Exactly this. Route names that are quotations rather than titles or characters seem to be really rare. Like the Coleridge. And the Hamlet crag mentioned above certainly delivers! It's not in my Red Rocks guide, but that's quite ancient.
And on the subject of Coleridge, it's just struck me that he's got a whole crag in Tuolumne: Stately Pleasure Dome from Kubla Khan.
If poems/songs are admissable then the following crawled to mind;
Is "slouching towards Bethlehem" a route somewhere? I think its a quote from a Yeats poem.
"Twisted Reach" on Chatsworth is borrowed from Mr Tambourine Man
> If poems/songs are admissable then the following crawled to mind;
> Is "slouching towards Bethlehem" a route somewhere? I think its a quote from a Yeats poem.
Rough Beast (which precedes your quote) would be a good route name, especially on grit or gabbro. It's from Second Coming by Yeats.
> If poems/songs are admissable then the following crawled to mind;
> "Twisted Reach" on Chatsworth is borrowed from Mr Tambourine Man
As a big Dylan fan I can't resist continuing the line with Crazy Sorrow (Winter) (IX 10). Any more lines from songs, rather than titles?

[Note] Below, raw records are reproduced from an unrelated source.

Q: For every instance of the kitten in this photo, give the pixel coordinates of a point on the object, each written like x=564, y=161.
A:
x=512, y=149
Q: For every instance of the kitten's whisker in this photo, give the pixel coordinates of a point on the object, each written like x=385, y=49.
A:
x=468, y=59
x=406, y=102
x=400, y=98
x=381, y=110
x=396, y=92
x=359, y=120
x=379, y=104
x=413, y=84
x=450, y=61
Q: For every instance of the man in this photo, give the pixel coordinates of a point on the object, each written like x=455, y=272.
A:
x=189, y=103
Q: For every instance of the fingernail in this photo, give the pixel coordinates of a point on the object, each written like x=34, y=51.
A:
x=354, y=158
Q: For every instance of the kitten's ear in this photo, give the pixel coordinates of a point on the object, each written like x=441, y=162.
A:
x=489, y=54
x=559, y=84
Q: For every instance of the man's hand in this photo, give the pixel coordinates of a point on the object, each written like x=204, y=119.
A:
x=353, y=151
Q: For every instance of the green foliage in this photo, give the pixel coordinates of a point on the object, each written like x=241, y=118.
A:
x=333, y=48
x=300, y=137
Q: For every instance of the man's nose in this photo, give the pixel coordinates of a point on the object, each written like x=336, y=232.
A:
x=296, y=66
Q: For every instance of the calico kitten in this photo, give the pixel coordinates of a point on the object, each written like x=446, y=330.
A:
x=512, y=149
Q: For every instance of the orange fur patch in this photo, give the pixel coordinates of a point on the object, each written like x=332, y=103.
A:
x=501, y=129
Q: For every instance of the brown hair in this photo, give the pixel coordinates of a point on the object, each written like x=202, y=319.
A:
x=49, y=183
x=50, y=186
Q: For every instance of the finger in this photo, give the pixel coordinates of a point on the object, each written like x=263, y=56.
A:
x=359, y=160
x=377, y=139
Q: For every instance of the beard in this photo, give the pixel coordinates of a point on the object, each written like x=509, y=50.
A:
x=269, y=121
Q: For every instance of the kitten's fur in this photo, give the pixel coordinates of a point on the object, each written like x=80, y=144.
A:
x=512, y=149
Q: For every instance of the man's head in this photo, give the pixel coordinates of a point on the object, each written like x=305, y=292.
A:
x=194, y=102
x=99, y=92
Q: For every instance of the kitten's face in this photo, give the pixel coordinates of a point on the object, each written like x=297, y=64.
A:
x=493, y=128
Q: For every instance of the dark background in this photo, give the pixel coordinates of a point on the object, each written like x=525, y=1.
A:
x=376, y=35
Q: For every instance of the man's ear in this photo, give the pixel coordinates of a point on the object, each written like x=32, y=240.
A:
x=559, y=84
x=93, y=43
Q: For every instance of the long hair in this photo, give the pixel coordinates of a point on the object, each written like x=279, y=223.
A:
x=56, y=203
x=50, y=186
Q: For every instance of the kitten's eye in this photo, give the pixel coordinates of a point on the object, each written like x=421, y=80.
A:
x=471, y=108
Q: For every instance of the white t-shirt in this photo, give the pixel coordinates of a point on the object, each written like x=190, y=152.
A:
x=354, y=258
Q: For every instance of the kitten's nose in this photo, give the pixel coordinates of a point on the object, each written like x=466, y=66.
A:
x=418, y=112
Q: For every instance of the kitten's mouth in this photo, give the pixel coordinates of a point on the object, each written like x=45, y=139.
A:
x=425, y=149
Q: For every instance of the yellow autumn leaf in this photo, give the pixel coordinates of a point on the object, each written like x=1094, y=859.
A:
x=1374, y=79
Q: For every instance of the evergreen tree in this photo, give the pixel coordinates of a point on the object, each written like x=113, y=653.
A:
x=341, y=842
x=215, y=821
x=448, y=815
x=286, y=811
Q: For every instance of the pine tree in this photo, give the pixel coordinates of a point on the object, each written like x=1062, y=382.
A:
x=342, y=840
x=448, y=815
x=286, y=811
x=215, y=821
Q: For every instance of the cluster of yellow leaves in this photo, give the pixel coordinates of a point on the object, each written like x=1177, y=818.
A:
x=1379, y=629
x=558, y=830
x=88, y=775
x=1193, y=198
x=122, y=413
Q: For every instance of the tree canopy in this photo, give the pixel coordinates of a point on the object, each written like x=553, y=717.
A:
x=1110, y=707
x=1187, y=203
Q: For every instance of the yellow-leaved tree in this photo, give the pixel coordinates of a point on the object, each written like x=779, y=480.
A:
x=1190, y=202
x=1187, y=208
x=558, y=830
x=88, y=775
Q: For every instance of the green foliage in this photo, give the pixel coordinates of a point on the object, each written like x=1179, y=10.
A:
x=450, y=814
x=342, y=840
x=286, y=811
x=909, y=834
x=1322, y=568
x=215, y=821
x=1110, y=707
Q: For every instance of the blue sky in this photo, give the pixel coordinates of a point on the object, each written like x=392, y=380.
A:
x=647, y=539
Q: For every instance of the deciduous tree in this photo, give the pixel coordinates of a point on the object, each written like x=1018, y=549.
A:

> Exactly this. Route names that are quotations rather than titles or characters seem to be really rare.
Two Ulysses references in succession. Very neat, given where the thread started! Here's another: Hungry Heart (E2 5b), from the great Tennyson poem.
> Here's another: Hungry Heart (E2 5b), from the great Tennyson poem.
Or the Springsteen song...
I think that's a deliberate allusion on the Boss's part. (And I bet he finished the novel as well as the poem!)